Is that possible “out of the box”? Or do I have to develop my own “BertForSequenceClassification” Class?


This is all in the loss function, so you can definitely use BertForSequenceClassification with two labels, then use the proper loss function (probably BCEWithLogitsLoss).

Well - this is connected to this question: BertForSequenceClassification only seems to have linear activation at the end - is this a bug?

Why is it only a thing of the loss function? IMO the different classification methods need different last layer activation functions. Binary Class needs sigmoid, one of multiple classes needs softmax and multiple of multi class needs sigmoid again. But somehow you always seem to have a linear (no) activation at the end. @sgugger

Isn’t this a bug?

In PyTorch, the activation is often combined with the loss for numerical stability and speed. That’s why I say it’s all in the loss.
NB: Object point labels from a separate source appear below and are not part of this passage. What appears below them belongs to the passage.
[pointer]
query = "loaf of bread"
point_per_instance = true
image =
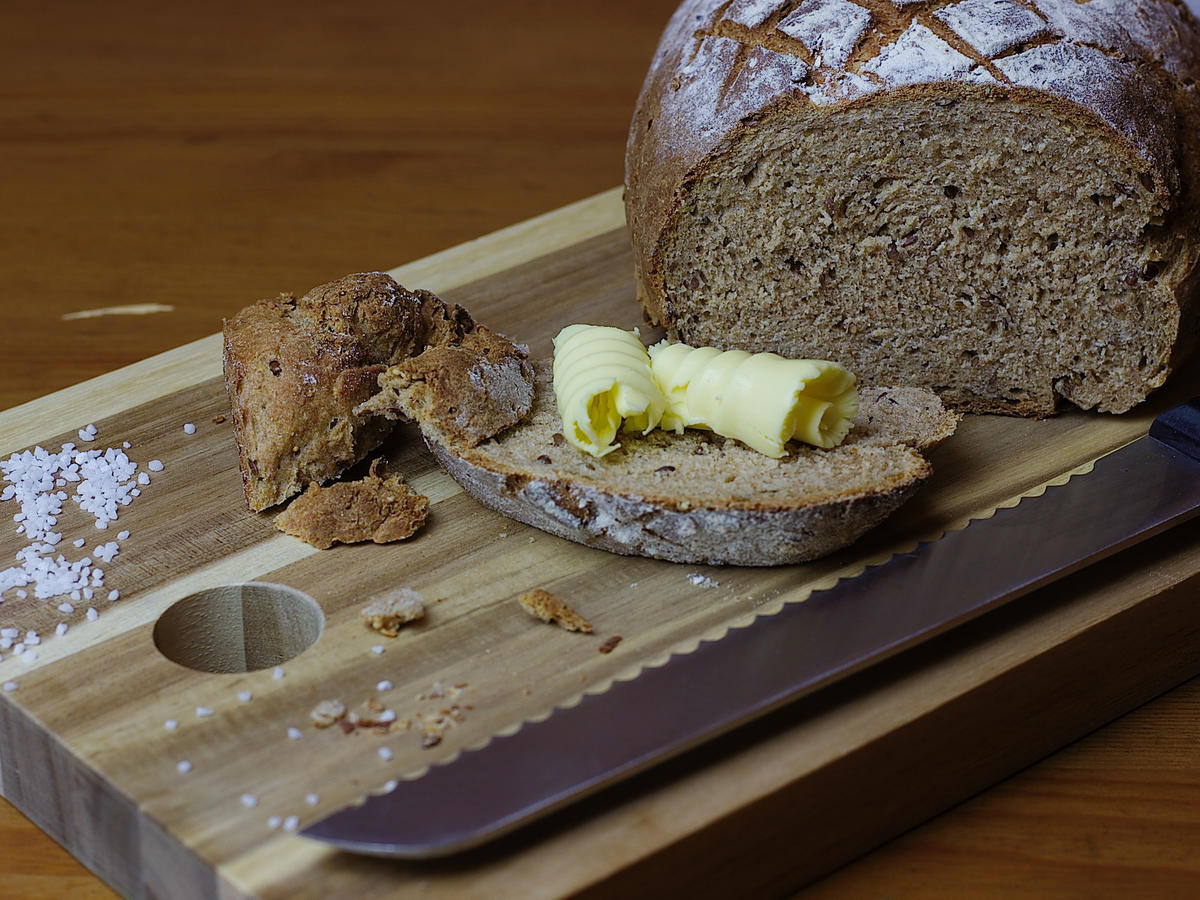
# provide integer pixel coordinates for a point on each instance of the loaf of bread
(699, 497)
(996, 199)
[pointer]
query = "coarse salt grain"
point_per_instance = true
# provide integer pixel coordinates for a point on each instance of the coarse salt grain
(102, 483)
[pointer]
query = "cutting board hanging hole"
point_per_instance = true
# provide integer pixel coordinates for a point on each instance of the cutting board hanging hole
(239, 628)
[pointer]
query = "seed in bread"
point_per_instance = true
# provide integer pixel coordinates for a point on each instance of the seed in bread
(997, 199)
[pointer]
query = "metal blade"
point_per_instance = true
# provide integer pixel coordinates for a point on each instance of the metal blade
(1131, 495)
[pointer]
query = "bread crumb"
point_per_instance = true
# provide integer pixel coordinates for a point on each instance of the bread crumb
(390, 612)
(375, 509)
(545, 606)
(327, 713)
(610, 645)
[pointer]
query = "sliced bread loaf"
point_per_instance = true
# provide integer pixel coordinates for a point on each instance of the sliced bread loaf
(697, 497)
(996, 199)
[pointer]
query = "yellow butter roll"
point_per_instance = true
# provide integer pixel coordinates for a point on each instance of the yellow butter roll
(762, 400)
(601, 381)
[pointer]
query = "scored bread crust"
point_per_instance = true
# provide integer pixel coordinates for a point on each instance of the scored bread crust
(733, 82)
(697, 497)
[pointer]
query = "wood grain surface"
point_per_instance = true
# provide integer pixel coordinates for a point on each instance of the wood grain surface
(163, 165)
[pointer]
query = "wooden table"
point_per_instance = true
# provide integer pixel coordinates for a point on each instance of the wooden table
(163, 165)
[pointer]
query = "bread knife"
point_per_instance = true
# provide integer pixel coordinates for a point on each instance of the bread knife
(1131, 495)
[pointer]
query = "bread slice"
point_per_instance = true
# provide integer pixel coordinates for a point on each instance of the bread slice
(997, 199)
(697, 497)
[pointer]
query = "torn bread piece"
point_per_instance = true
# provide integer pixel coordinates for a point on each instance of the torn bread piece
(379, 509)
(697, 497)
(471, 390)
(297, 369)
(545, 606)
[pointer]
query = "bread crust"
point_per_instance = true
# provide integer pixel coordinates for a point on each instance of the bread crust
(1119, 72)
(298, 367)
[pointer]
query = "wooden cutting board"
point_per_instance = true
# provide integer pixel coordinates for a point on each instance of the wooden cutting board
(85, 748)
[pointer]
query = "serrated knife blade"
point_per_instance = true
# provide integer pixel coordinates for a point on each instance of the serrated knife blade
(1131, 495)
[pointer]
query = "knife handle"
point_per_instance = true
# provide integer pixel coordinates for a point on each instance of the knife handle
(1179, 427)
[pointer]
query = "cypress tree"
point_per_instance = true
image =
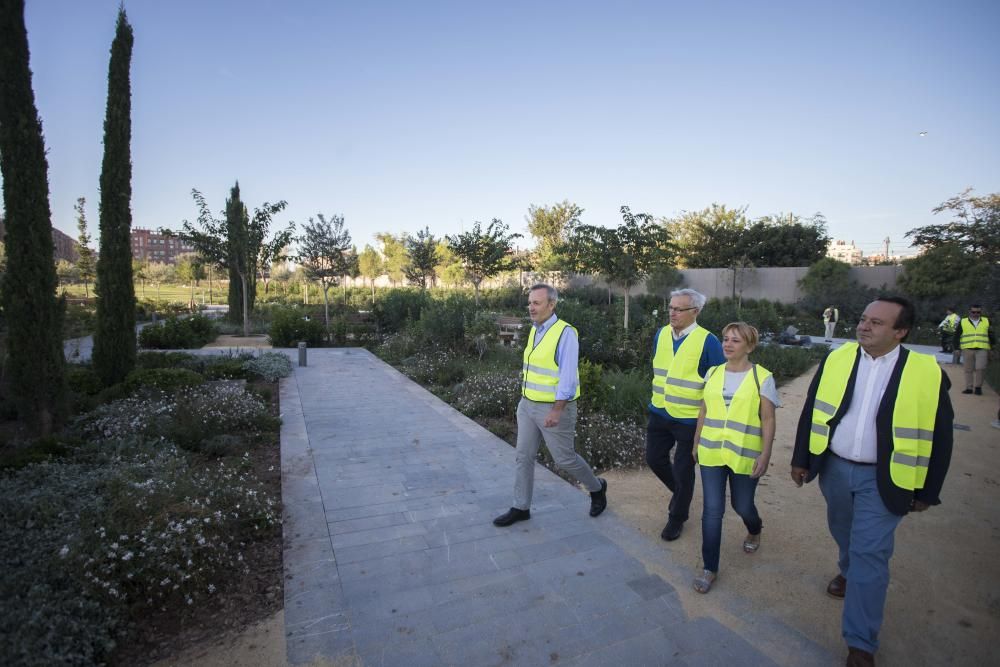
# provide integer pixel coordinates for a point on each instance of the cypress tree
(34, 315)
(114, 338)
(237, 233)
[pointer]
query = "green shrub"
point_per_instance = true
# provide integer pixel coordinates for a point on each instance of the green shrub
(188, 333)
(289, 327)
(607, 443)
(489, 394)
(164, 379)
(113, 533)
(787, 363)
(226, 369)
(83, 380)
(166, 360)
(398, 307)
(270, 366)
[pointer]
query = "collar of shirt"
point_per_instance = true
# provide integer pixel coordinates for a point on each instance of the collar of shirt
(889, 357)
(685, 331)
(540, 329)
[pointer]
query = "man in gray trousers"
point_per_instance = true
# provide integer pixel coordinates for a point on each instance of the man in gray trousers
(550, 385)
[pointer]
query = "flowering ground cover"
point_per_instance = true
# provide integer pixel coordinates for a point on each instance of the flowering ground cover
(155, 524)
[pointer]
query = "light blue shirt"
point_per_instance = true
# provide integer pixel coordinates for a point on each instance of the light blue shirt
(567, 357)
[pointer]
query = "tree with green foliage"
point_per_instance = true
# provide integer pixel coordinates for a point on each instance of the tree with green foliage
(945, 272)
(189, 268)
(86, 263)
(625, 255)
(370, 266)
(551, 226)
(235, 243)
(394, 257)
(974, 231)
(114, 332)
(449, 267)
(662, 280)
(34, 315)
(423, 257)
(325, 254)
(782, 240)
(484, 253)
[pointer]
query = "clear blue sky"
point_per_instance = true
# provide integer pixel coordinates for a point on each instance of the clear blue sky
(400, 115)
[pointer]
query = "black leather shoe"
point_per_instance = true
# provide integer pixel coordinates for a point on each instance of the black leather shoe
(672, 530)
(599, 499)
(837, 588)
(512, 516)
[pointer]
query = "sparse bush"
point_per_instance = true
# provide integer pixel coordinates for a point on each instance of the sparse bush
(164, 379)
(289, 327)
(178, 334)
(270, 366)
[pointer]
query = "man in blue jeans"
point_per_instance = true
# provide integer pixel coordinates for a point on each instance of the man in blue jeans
(682, 355)
(876, 427)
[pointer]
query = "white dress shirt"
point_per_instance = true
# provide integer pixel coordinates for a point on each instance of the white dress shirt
(855, 438)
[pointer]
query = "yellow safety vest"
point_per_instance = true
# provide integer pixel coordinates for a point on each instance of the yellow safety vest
(973, 337)
(539, 371)
(732, 436)
(677, 386)
(913, 414)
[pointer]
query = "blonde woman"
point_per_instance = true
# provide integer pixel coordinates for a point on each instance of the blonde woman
(735, 432)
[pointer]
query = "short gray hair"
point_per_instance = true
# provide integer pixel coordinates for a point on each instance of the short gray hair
(697, 298)
(553, 293)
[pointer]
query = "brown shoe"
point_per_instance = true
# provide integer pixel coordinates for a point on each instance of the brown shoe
(857, 657)
(837, 588)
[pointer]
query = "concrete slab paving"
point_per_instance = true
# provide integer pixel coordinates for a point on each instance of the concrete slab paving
(391, 557)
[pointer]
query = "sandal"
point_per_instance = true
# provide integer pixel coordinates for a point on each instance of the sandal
(703, 583)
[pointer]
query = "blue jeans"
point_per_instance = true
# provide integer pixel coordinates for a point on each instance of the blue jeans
(864, 530)
(713, 488)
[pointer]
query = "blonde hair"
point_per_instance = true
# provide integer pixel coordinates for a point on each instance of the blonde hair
(746, 331)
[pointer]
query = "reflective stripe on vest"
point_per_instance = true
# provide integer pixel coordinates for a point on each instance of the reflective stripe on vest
(913, 421)
(675, 378)
(913, 416)
(539, 371)
(973, 337)
(732, 436)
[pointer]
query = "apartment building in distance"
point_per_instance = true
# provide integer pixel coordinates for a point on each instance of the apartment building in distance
(844, 252)
(155, 247)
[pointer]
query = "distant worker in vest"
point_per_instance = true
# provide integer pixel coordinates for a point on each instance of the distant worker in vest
(830, 317)
(876, 427)
(947, 328)
(734, 434)
(682, 354)
(550, 385)
(975, 339)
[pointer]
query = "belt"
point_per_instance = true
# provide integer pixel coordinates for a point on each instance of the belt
(857, 463)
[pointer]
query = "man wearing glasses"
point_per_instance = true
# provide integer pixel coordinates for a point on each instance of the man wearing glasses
(682, 355)
(975, 340)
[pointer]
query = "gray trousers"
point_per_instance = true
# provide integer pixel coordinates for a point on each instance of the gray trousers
(559, 439)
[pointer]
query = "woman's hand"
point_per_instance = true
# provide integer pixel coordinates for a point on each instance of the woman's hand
(760, 465)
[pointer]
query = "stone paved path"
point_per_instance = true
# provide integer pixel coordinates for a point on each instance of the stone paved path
(391, 557)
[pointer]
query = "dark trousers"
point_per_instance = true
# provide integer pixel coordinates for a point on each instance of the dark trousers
(662, 435)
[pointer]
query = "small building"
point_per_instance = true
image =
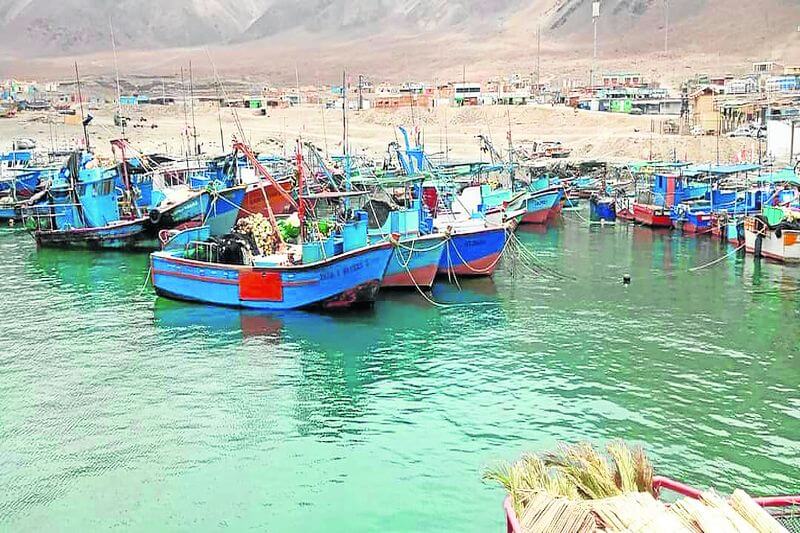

Ahh ok. Thanks. When I want to calculate the metrics on the predictions in most cases a simple preds = pred.predictions.argmax(-1) is enough. There is no need to apply softmax or sigmoid infront of it. Only in the following cases I have to apply an “activation function” with numpy:

  • when I have multi label lassification I can not do argmax
  • when I want to compute metrics like ROC-AUC where I need “probability estimates”

@sgugger @valhalla is that right?

If you have in fact two binary classifications, wouldn’t you be better off using two binary classifiers instead of one with four labels?